Johnsen, a longtime yoga practitioner and author of "Daughters of the Goddess: The Women Saints of India," notes here that although yoga has become an almost trendy part of American culture, its popularity remains superficial because "the inner essence of yoga has still not percolated through to the average American." Since we live in the most action-oriented, media-saturated nation in the world, the idea of just sitting still seems foreign to many in our culture.

Johnsen recounts that as she leads yoga classes and retreats with American students, she responds to their most frequent complaint--that yoga is boooooring--with the chastisement that "if you are bored, you are not meditating." True yoga, she says, is such a state of perfect absorption that it could never be boring.

Drawing upon her own experiences as a disciple of the colorful, argumentative guru Swami Rama (Swamiji), she discusses the nine impediments that can block fruitful meditation, using memorable examples ranging from contemporary Indian sages like the famed Ammachi to classic episodes of "Star Trek" to demonstrate various points about meditation's benefits. (The Trekkie references, though illuminating, are a tad ironic, since a recurring theme throughout the book is Johnsen's contempt for television.)
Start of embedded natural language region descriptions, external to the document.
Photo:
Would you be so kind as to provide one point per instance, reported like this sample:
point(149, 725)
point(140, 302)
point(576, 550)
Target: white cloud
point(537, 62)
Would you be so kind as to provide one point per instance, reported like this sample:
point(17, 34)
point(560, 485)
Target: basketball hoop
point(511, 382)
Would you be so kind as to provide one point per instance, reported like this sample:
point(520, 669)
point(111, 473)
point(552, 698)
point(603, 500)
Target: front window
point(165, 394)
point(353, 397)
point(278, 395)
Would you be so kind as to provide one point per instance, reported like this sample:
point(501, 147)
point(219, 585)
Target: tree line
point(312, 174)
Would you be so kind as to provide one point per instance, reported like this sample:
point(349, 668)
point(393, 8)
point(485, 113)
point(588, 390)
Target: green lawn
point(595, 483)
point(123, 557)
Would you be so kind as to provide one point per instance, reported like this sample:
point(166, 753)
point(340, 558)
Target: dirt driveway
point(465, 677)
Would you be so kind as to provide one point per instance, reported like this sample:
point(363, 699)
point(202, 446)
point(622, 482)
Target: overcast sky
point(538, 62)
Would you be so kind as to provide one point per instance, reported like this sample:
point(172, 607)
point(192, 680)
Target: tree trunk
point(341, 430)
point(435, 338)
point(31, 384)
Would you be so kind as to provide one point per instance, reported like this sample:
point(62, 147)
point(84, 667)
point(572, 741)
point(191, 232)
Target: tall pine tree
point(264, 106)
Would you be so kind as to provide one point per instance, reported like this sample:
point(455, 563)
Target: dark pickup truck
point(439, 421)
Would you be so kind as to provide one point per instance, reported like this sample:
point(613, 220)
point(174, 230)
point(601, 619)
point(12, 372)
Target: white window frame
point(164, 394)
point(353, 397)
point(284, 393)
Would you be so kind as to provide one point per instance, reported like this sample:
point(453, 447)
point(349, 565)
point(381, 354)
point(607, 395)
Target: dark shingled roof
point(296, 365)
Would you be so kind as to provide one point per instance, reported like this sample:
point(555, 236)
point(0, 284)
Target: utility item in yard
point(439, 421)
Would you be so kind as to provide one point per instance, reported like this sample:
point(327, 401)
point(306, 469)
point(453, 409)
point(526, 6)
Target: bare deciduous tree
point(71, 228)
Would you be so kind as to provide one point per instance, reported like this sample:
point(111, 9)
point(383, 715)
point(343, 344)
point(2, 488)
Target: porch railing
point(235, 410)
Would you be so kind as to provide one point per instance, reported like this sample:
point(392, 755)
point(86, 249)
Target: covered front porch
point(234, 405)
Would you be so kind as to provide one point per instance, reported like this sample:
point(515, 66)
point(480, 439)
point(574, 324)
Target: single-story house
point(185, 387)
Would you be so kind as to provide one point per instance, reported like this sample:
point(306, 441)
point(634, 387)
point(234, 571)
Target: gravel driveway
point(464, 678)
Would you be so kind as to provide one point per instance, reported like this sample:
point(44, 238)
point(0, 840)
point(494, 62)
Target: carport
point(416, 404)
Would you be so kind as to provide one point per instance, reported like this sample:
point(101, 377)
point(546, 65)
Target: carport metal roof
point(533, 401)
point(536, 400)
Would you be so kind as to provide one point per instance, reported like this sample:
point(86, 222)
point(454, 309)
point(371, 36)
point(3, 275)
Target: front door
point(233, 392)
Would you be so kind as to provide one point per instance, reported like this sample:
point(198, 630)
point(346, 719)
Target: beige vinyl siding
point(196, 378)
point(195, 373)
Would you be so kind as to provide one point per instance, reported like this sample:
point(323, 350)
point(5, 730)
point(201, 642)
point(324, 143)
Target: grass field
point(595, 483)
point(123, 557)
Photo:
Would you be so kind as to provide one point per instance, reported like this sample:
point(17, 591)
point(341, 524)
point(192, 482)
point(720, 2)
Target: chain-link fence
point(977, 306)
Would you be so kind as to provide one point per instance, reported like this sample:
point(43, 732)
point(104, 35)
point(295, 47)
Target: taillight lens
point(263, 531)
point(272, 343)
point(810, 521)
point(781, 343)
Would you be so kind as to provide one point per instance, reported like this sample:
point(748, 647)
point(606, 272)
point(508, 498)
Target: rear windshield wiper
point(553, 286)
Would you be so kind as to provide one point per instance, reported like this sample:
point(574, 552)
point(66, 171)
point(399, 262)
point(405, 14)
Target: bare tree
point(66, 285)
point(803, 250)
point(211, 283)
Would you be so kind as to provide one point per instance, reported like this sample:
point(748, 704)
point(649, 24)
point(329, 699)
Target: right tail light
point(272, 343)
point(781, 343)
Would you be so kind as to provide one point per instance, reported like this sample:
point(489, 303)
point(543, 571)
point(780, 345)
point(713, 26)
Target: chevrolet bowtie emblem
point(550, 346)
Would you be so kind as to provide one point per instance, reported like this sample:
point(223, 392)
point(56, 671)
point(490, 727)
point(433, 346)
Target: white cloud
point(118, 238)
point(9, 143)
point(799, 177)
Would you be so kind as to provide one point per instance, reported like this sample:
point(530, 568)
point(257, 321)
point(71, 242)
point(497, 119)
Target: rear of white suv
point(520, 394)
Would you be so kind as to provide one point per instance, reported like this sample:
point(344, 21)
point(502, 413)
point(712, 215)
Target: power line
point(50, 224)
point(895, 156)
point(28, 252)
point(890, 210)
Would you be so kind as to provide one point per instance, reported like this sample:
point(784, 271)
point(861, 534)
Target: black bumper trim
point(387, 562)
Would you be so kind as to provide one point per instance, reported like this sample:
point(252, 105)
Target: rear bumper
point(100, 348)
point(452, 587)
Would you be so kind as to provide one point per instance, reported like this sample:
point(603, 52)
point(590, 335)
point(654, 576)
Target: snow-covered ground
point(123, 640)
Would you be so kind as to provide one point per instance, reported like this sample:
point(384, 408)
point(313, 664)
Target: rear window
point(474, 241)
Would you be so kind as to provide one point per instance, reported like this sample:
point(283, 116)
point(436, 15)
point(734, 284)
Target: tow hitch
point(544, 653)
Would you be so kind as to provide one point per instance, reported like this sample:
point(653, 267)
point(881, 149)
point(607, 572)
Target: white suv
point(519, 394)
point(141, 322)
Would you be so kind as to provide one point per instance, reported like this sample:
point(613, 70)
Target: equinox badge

One of the book's most incisive points is that meditation offers a "dress rehearsal" for-- gulp--death, a topic that is stringently avoided in American culture. Yogis who slow their breath and their heartbeat transcend the body and mind, attaining an enlightened state of union. And in a world where people assiduously develop their 401(k) portfolios and even plan their funerals, Johnsen asks, isn't it more important to cultivate what we can take with us?